During a course of a project here it became apparent that the Linux OpenAFS cache manager is slow when performing reads from the local disk. In this case, all of the data is already on the local disk, and the cache manager knows that the data is up to date. Naively, you would imagine that reading this data would take roughly the same time as if you were reading directly from the cache filesystem. However, that is not the case – in fact, reads appear to be more than twice as slow when fetched through the AFS cache manager, as compared to fetching the equivalent files from the local disk.
I’ve implemented modifications to the cache manager which attempt to reduce this speed deficit. These modifications can be broadly split into 5 sections
Remove crref() calls
Pretty much every call into the OpenAFS VFS does a crref(), to get a reference to the users current credentials, despite the fact that this information isn’t always required. crref is relatively expensive – it acquires a number of locks in order to perform its copies, and can be a cause of unnecessary serialisation. By only calling crref when required we can gain a small, but measurable, performance increase
Reduce the code path leading to a cache hit
In readpages, we perform a lot of setup operations before we discover whether the data we’re interested in is cached or not. By making the cached case the fast path, we can gain a performance increase for cache hits, without causing a noticable degradation for cache misses.
Remove abstraction layers, and use native interfaces
The code currently uses operating system independent abstraction layers to perform the reads from the disk cache. These don’t know anything about the way in which Linux organises its virtual memory, and do a significant amount of extra, unnecessary work. For example, we use the ‘read’ system call to read in the data, rather than the significantly faster readpages(). As we’re being invoked through the AFS module’s readpages() entry point, we can guarantee that we’re going to be fetching a page off disk. Read() also gets called from a user, rather than kernel, memory context, adding to the overhead.
The Linux Cache Manager currently has no support for readpages(), instead requiring the VFS layer request each page independently with readpage(). This not only means that we can’t take advantage of cache locality, it also means that we have no support for readahead. Doing readahead is important, because it means that we can get data from the disk into the page cache whilst the application is performing other tasks. It can dramatically increase our throughput, particularly where we are serving data out to other clients, or copying it to other locations. Implementing readpages() on its own gives a small speed improvement, although blocking the client until the readpages completes kind of defeats the point, and leads to sluggish interactive performance!
Make readahead copies occur in the background
The next trick, then, is to make the readahead occur in the background. By having a background kernel thread which waits until each page of data is read from the cache, and then handles copying it over into corresponding AFS page, the business of reading and copying data from the cache can be hidden from the user.
This set of changes actually makes a signifciant improvement to cache read speed. In simple tests where the contents of the cache are copied to /dev/null, the new cache manager is around 55% faster than the old one. Tests using Apache to serve data from AFS show significant (but slightly less dramatic, due to other overheads) performance improvements.

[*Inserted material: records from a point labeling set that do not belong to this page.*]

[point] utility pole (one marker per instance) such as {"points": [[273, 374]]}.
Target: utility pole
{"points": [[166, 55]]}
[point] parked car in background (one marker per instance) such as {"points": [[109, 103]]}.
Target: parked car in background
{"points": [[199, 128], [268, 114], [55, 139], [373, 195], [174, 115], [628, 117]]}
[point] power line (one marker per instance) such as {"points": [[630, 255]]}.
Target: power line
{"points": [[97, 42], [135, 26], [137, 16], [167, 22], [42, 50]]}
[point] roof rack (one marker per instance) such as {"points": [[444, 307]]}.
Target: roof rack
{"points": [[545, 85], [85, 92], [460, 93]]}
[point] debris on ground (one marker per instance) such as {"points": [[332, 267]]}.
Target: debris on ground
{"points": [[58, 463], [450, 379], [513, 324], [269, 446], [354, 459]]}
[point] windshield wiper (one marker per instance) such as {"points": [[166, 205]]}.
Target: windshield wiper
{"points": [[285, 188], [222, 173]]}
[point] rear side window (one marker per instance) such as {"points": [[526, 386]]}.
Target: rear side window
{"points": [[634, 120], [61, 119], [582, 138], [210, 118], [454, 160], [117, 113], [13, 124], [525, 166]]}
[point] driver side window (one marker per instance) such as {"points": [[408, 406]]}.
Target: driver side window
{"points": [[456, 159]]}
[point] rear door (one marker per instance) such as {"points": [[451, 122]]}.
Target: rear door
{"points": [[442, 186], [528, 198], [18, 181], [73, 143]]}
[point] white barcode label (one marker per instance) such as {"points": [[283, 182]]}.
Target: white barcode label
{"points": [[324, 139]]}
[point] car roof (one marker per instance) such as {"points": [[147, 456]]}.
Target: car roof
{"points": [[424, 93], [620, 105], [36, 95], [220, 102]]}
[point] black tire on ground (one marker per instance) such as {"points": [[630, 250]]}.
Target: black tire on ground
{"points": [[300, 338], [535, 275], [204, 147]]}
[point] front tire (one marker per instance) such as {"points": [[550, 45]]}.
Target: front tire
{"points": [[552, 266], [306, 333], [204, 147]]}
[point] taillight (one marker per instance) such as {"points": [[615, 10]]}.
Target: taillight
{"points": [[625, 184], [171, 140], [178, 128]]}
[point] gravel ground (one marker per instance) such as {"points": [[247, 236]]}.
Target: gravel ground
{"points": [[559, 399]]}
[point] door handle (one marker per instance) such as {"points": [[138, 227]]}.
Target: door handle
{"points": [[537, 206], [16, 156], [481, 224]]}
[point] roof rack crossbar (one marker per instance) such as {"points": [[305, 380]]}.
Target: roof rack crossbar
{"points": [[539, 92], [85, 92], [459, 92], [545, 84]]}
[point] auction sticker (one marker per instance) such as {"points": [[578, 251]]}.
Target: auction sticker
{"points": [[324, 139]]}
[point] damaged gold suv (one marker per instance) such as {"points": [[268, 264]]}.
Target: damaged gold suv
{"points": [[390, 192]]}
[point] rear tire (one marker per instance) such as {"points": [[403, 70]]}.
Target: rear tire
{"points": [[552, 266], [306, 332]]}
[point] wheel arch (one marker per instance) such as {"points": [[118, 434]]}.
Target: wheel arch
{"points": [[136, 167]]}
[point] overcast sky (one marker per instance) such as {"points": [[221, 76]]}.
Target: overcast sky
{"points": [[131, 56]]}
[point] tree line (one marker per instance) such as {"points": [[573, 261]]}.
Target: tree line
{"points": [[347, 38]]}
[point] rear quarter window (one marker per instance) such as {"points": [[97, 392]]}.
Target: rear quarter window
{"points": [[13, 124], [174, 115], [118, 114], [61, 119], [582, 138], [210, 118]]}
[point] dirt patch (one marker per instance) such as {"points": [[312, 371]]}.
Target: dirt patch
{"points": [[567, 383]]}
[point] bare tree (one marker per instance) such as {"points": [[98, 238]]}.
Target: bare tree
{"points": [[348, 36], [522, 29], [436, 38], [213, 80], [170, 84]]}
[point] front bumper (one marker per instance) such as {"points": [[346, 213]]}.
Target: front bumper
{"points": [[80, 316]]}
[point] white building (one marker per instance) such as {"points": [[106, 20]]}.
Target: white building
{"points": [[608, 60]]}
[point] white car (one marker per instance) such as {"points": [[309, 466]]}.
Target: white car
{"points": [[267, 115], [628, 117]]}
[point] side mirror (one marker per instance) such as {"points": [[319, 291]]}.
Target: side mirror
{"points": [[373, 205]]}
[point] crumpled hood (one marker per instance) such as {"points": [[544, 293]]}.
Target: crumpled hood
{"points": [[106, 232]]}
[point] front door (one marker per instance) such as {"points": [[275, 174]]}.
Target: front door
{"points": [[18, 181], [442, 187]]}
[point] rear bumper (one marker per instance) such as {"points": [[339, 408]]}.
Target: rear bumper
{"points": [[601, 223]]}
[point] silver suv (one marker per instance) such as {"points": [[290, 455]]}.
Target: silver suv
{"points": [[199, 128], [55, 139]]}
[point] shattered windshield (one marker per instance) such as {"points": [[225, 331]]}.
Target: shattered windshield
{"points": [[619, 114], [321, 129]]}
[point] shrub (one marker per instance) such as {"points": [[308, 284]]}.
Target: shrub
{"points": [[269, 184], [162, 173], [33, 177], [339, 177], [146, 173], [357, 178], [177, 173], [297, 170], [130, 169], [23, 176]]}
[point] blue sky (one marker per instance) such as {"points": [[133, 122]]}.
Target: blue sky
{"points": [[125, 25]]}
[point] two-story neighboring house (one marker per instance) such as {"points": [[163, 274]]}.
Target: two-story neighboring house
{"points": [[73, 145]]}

Sadly, the Linux Memory Management architecture means that we’re never going to obtain speeds equivalent to using the native filesystem directly. The architecture requires that a page of memory must be associated with a single filesystem. So, we end up reading a page from the disk cache, copying that page into the AFS page, and returning the AFS page to the user. Ideally, we’d be able to dispense with this copy and read directly into the AFS page by switching the page mappings once the read was complete. However, this isn’t currently an option, and the performance benefits obtained through the current approach are still significant.